Southeast Asia, 50–1025 c.e. • Geography/ Resources • Southeast Asia has three geographical zones: (1) the Indochina mainland, (2) the Malay Peninsula, and (3) the islands. The area stands between China and India, and has been influenced by both civilizations. • Natural resources include fertile agricultural lands, dependable monsoon rains, and several growing
Early Civilization • Early inhabitants practiced swidden (slash and burn) agriculture-domesticated rice, soybeans, sugar cane, chickens, pigs • Received waves of migrations of Malay peoples from southern China • Malay migrations continued into Pacific Islands & into Indian Ocean. • Early Malay groups in lived in small villages, manufactured bronze tools, and were organized in small political units. • The first large states in Southeast Asia emerged in the early centuries c.e. in response to the position of Southeast Asia as a crossroads for trade and travel between India and China. Trade brought business; it also brought Hindu/Buddhist culture. • Southeast Asian kingdoms incorporated what they found useful from Indian models of bureaucracy and cultural beliefs. • The first major state to appear in Southeast Asia was Funan (first through sixth centuries b.c.e.) in the Mekong delta area. Funan thrived due to its domination of the Isthmus of Kra. Funan’s decline in the sixth century may be related to the opening of new trade routes that bypassed Funan.

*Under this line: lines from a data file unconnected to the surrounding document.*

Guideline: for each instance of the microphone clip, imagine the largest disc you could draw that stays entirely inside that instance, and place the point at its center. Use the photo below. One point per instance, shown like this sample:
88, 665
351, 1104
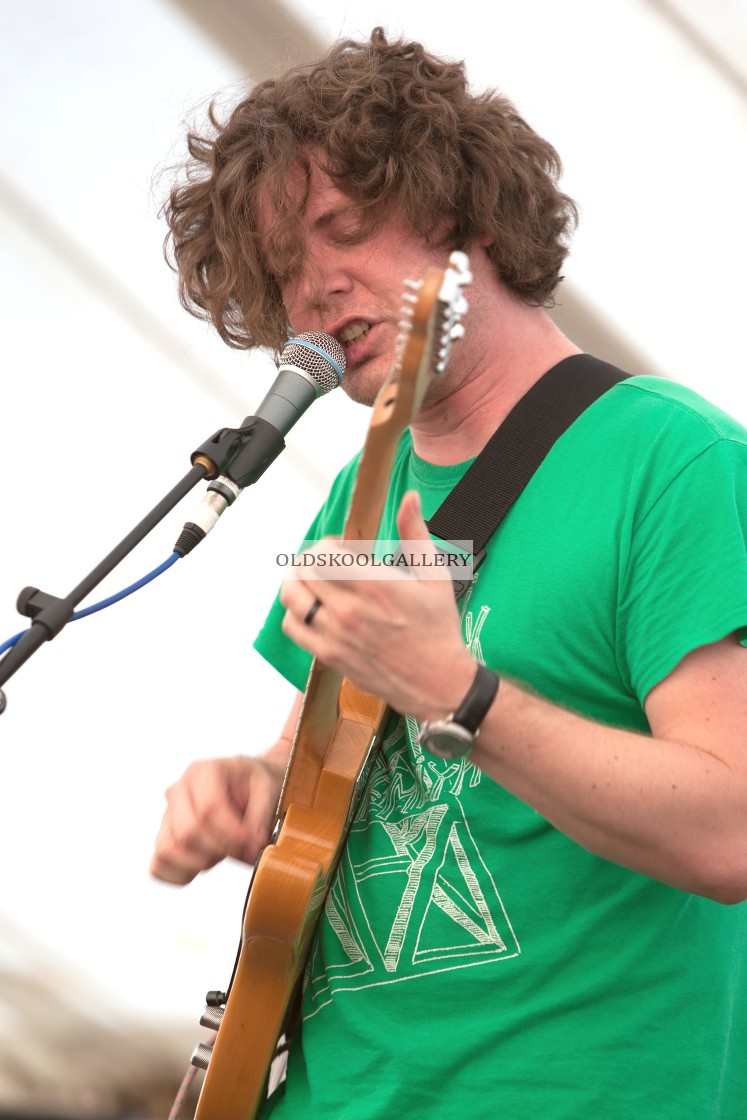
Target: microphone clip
241, 454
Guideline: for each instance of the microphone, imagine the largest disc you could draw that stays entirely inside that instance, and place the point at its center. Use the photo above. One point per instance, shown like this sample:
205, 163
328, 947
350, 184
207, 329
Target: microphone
310, 365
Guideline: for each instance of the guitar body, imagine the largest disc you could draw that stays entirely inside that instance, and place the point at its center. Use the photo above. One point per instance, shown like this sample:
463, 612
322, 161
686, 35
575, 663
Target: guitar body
338, 730
288, 889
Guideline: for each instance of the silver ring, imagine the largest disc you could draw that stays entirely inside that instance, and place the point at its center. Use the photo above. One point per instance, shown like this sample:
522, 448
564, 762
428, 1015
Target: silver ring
311, 612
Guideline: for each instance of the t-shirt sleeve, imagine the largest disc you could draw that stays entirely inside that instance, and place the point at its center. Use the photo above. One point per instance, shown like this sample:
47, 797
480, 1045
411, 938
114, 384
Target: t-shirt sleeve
685, 581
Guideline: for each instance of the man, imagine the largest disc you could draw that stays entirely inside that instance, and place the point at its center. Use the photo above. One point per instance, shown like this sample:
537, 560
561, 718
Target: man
538, 927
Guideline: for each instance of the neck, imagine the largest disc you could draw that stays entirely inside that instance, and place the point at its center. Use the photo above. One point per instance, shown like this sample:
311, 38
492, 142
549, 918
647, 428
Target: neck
456, 423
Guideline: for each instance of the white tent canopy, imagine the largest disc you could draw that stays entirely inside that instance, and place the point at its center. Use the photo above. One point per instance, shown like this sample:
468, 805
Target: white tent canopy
109, 385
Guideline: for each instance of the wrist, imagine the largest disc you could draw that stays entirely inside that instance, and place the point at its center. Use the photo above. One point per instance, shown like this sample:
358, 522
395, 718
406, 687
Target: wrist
454, 735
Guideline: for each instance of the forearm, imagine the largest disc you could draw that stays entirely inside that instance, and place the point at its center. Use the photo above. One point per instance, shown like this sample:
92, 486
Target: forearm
666, 809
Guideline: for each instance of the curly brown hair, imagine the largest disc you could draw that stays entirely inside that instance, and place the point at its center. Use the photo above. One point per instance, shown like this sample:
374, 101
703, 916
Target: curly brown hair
391, 124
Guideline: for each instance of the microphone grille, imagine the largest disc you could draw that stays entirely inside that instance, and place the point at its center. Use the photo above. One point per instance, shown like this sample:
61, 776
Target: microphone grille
319, 355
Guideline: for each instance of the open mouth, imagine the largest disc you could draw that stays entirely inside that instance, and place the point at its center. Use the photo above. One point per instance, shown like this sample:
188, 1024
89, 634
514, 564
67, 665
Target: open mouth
354, 332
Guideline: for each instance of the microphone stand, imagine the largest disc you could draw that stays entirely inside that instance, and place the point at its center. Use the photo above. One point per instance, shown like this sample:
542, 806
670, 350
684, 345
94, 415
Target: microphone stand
241, 454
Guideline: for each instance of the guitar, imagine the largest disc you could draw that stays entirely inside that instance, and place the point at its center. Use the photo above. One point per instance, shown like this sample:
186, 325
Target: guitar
337, 735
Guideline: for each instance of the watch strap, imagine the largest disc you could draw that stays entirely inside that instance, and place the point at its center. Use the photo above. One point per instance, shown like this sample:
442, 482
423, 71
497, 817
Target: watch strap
476, 703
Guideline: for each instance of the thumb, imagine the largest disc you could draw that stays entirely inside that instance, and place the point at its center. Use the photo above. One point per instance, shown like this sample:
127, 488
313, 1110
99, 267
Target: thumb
410, 523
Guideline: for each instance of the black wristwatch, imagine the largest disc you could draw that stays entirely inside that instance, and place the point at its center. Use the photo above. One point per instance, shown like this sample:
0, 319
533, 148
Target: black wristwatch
454, 737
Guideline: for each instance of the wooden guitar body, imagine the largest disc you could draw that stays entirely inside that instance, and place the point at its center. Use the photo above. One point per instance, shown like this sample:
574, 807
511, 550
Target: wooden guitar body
288, 889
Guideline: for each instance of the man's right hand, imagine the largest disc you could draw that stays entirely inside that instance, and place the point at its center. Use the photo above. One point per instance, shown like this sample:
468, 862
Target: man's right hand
218, 808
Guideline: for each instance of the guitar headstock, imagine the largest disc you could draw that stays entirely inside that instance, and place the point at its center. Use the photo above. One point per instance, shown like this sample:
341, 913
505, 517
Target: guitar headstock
432, 313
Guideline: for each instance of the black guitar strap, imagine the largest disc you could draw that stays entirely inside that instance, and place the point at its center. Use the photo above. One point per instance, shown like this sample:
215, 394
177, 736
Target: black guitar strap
481, 500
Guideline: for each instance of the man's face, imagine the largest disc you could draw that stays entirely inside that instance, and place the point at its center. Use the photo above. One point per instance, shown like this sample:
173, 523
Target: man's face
352, 280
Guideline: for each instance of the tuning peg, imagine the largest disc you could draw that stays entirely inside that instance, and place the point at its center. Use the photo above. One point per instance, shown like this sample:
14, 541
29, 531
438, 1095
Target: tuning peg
201, 1055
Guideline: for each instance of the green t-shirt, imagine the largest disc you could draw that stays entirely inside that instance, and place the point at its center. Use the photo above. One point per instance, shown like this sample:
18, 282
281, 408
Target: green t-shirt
472, 959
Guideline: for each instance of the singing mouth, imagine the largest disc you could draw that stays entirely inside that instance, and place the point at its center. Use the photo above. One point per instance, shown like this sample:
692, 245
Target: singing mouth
353, 332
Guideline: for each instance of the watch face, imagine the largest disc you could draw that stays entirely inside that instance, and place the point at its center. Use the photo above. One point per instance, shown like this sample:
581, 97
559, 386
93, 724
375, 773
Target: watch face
446, 739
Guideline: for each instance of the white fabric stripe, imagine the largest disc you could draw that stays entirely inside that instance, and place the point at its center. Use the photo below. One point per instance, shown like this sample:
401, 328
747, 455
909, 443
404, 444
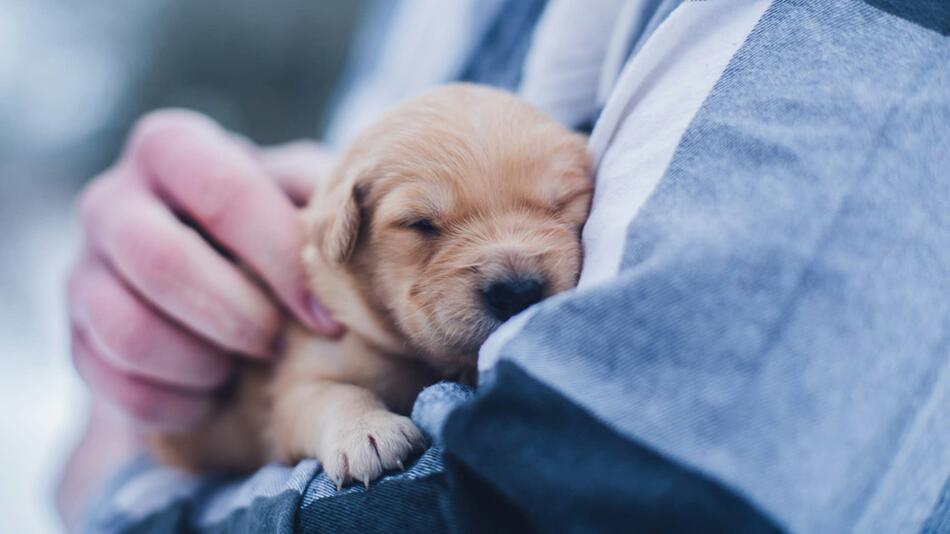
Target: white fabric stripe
656, 97
564, 62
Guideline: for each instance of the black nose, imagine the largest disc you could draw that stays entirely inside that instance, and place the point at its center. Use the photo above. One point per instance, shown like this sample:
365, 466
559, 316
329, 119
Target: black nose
505, 298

The Srivijayan Kingdom • Srivijaya was located on Sumatra and dominated the new southern trade route through the Strait of Malacca as well as other shipping routes through the area of modern Malaysia and Indonesia. • The Srivijayan political system knit together four different ecological zones and their local rulers under the authority of the Srivijayan king. • These four zones were: (1) the core area along the Musi River, (2) the upland Sumatran interior, (3) river ports, and (4) the fertile rice lands of central Java • The Srivijayan kings maintained their control over this complex system through a combination of military power, diplomacy, control of trade, and the techniques of the theater-state. • Kings used the splendor of their capital to attract resources and labor. The temporal power of the kings was enhanced by popular belief in their magical powers. Kings were associated with forces of fertility. They also patronized Buddhist monasteries and schools. • Indian culture exercised a powerful influence on Srivijayan concepts of kingship and government, while the Hindu and Buddhist religions became the dominant faiths of the region. • Changes in trade routes led to the decline of Srivijaya in the eleventh century. The capital was destroyed in 1025 by the Chola kingdom.